# Will TiVo Bolt work with live Comcast XFinity TV subscription?



## AnarchyAo (Apr 8, 2016)

Hello all,

I am about to purchase a new TiVo Bolt today (I was previously considering the TiVO Roamio).

I'm interested in using this device to replace my Comcast digital box.

I saw a review online mention the TiVo Bolt will only work with recorded content. Is this true?

I'm interested in using TiVo Bolt as both a DVR and a means to watch live television through my Comcast XFInity subscription.


----------



## dbattaglia001 (Feb 9, 2003)

No idea what review you are referring to and how they could have confused you. TiVo Bolt works much like the Roamio. With a cablecard from Comcast that is properly paired by Comcast, you should be able to view live tv, record tv, and watch xfinity on demand.


----------



## beyondthetech (Jan 2, 2015)

Comcast uses CableCARDs like any other provider, so there's no reason why it can't play and record any show it broadcasts through it. I had a Premiere XL4 and it worked fine on Comcast, but have since upgraded to a Bolt and now on FiOS.

I would want to mention that Comcast is not a participating cable provider for the new HBO app on the Bolt, so when you try to activate it at http://www.hbogo.com/activate, they're not in the list.

Sent from my iPhone using Tapatalk


----------



## AnarchyAo (Apr 8, 2016)

Thank you for the information. I mis-read the information on TheVerge article. They were referring to the commercial skipping function only working on recorded content.
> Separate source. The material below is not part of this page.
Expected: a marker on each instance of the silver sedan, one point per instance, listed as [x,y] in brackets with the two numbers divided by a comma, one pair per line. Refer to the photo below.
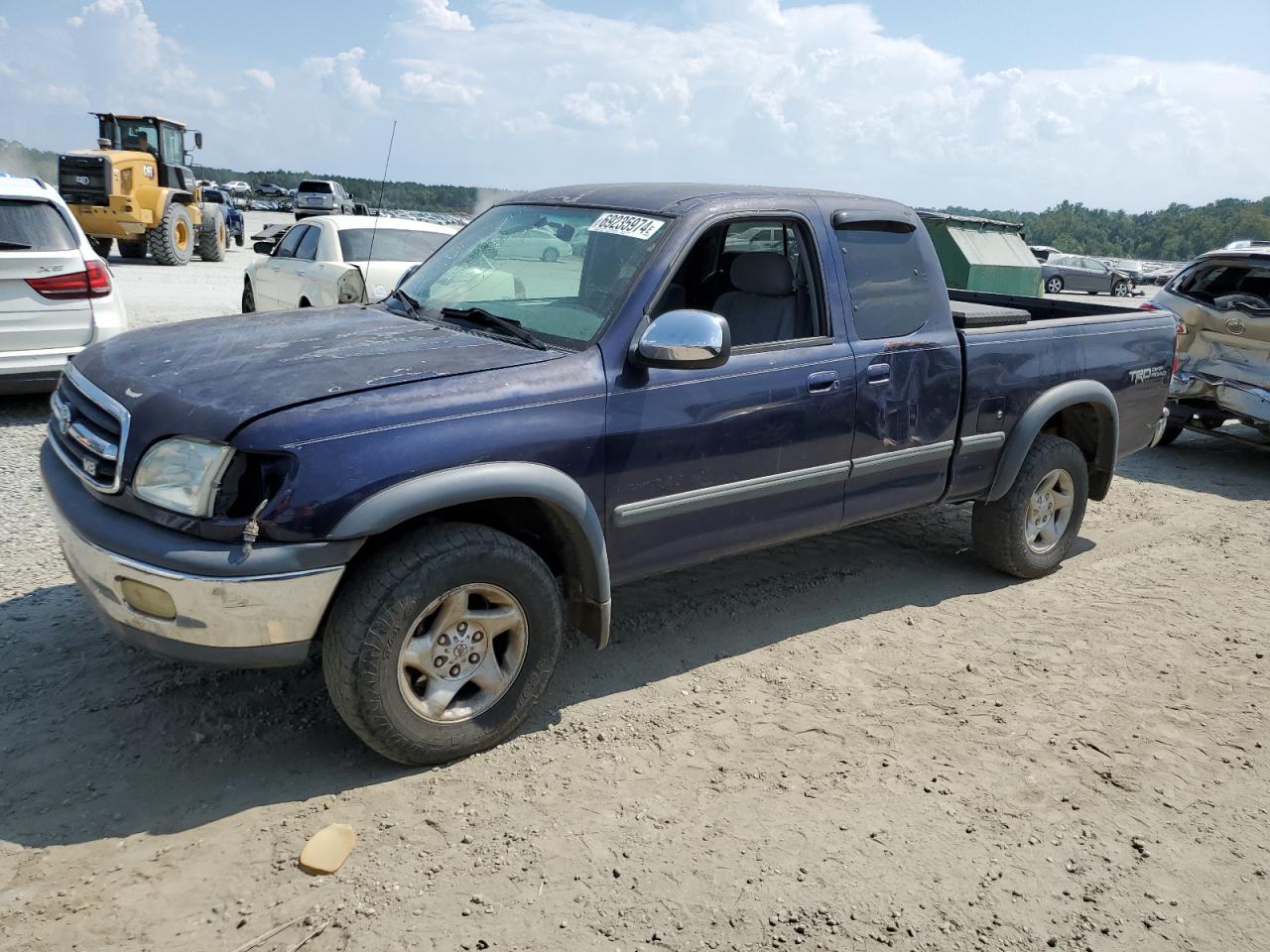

If you don't mind, I have two more questions..

1) Do you recommend that I get the 1 TB version of the TiVO Bolt or will 500 GB suffice? I don't usually DVR a lot, but perhaps that will change with the TiVO.

2) What information do I need to provide Comcast to receive a cable card that will work properly for my TiVo Bolt? Should I buy the TiVo Bolt first? Do I need to provide them with a serial number, or anything like that from the TiVo Bolt?

Thank you in advance for all the help!


----------



## jrtroo (Feb 4, 2008)

If you are at all clever you can update the drive as you want. So, I would so small and upgrade yourself if needed.

Just call them up or go to a retail location. There is only one kind of card you can pick up these days. With both the card and the bolt, you need to call them and read off numbers for them to pair.


----------



## TonyD79 (Jan 4, 2002)

Right now there is a $70 difference between the two bolt models in Amazon. For $70, I'd go with the bigger drive just to be save unless money is very tight. 

You could expand later but it seems lately TiVo is rejecting support with modified drives and the price point is petty good.


----------



## tarheelblue32 (Jan 13, 2014)

Just a word of caution on upgrading the hard drive on the Bolt yourself, doing it will technically void the warranty.


----------



## mark1958 (Feb 13, 2005)

TonyD79 said:


> Right now there is a $70 difference between the two bolt models in Amazon. For $70, I'd go with the bigger drive just to be save unless money is very tight.
> 
> You could expand later but it seems lately TiVo is rejecting support with modified drives and the price point is petty good.


I'm with Tony get the 1Tb unit for the money you can't beat it, If you upgrade it your self and have a problem Tivo will know you tampered with the unit,
and may or may not honor the warranty. (when it calls home it reports changes like HD upgrades hard to hide it)


----------



## jrtroo (Feb 4, 2008)

tarheelblue32 said:


> Just a word of caution on upgrading the hard drive on the Bolt yourself, doing it will technically void the warranty.


If having issues with an upgraded box, putting the original drive in normally suffices. They *could* check the logs, but I've never heard that happening.


----------



## rainwater (Sep 21, 2004)

jrtroo said:


> If having issues with an upgraded box, putting the original drive in normally suffices. They *could* check the logs, but I've never heard that happening.


Recent reports on this forum have seen several users denied support even if replacing the original drive. It certainly is rare but it is possible it is a new position TiVo is taking.


----------